I have to tell you it did. We had no computer glitches. All of our systems worked very, very well. I would say that the things that we continue to work on are the processes: how you move in the building, how patients and nurses and doctors move around.

We were able to open two weeks earlier than we had planned. The state Health Department passed the hospital with flying colors. It was the only time that they had surveyed a hospital and had no recommendations for improvement. We were very proud of that.

What have you heard from patients?

We just won a national award for the highest patient satisfaction in a small facility based on our national surveyor called HealthStream. They surveyed 1,500 acute care hospitals across the country, and we were awarded best patient satisfaction in the small hospital category. I think a large component of that is they’re coming in the door and they’re seeing a physician in 10 minutes or less.

And what about the inevitable surprises?

One of the surprising things that’s happened is that we actually see sicker patients than we see in other emergency departments in the system. The way that we know that is that emergency departments triage their patients number one, two, three, four and five with five being your least sick patients. We see very few level four and five triage patients here. There are some reasons for that if you think about it. We have two urgent cares right here in Gig Harbor, and there’s an urgent care up in Port Orchard.

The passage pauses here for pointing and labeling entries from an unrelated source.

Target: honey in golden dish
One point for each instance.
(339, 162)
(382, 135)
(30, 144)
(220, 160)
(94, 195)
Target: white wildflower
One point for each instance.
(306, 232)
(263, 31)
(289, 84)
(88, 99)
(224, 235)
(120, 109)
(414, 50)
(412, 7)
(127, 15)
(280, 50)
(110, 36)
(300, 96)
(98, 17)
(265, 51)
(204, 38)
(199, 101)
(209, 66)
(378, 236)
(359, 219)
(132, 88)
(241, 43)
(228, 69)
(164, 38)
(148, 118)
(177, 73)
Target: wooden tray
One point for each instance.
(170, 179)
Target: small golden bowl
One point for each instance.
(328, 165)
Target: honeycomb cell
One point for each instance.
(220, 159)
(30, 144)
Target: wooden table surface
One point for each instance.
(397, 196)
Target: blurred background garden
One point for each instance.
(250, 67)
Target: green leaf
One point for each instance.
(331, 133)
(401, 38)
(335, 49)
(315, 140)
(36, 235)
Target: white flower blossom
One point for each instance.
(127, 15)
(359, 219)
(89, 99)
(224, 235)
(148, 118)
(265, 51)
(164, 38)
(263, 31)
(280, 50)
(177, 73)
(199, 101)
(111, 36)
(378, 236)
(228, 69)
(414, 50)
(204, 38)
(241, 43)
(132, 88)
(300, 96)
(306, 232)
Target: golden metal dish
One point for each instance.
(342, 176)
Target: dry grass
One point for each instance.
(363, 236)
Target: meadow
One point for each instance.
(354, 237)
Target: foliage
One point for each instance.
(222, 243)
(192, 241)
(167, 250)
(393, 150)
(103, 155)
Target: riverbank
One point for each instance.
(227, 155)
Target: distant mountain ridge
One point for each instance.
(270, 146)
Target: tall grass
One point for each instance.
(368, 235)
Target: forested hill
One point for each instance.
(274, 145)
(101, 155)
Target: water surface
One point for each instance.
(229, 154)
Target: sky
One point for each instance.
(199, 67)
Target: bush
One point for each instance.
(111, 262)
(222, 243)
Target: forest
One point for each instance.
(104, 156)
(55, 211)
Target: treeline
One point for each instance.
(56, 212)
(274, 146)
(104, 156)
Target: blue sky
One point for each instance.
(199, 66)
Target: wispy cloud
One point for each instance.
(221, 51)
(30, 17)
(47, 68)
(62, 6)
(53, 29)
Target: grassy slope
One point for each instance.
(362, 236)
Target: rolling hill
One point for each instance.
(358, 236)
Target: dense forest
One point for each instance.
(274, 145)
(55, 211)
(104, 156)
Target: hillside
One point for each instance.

So, I think the community is using those urgent cares properly and when they need an emergency department, they’re coming to our emergency department. So we have a really high admit rate out of our emergency department. Twenty-one percent of the patients that come to our emergency department end up getting admitted to the hospital. An average rate is about 13 percent.

Since you started with a clean sheet of paper to design this hospital, what are some of the features you think make it particularly appealing to patients and staff members?

All of the inpatient rooms are private rooms with 230 square feet. They have a space for the families to sleep and stay overnight.

One of the things that we worked very hard at was creating a more healing environment. Typically when you’re in a hospital there’s overhead paging, and it’s hard to sleep. We don’t do any overhead paging . We have a device called a Vocera that staff members wear around their necks. It’s like a sophisticated little intercom.

One of the other things that we learned in health care is that so many people go in and out of rooms and the patients or families don’t know who all these people are. One of the things that we put in place from the very first day was that all of the staff are color-coded by the scrubs that they wear. We have a sheet in the room that explains the color coding to the patient and the families.

How’s the food? Hospital and airline food seem to have earned a place in most people’s personal hall of infamy.

I’ve been in health care for 30 years. Routinely you hear people complain about the food. That’s just a given. For the first time in 30 years, I get no complaints about the food. We actually have a large contingent of the community that comes here to eat either for lunch or for dinner. And we’re very fortunate to have such a good food and nutrition staff. Our chef actually came from Canterwood and moved over to health care.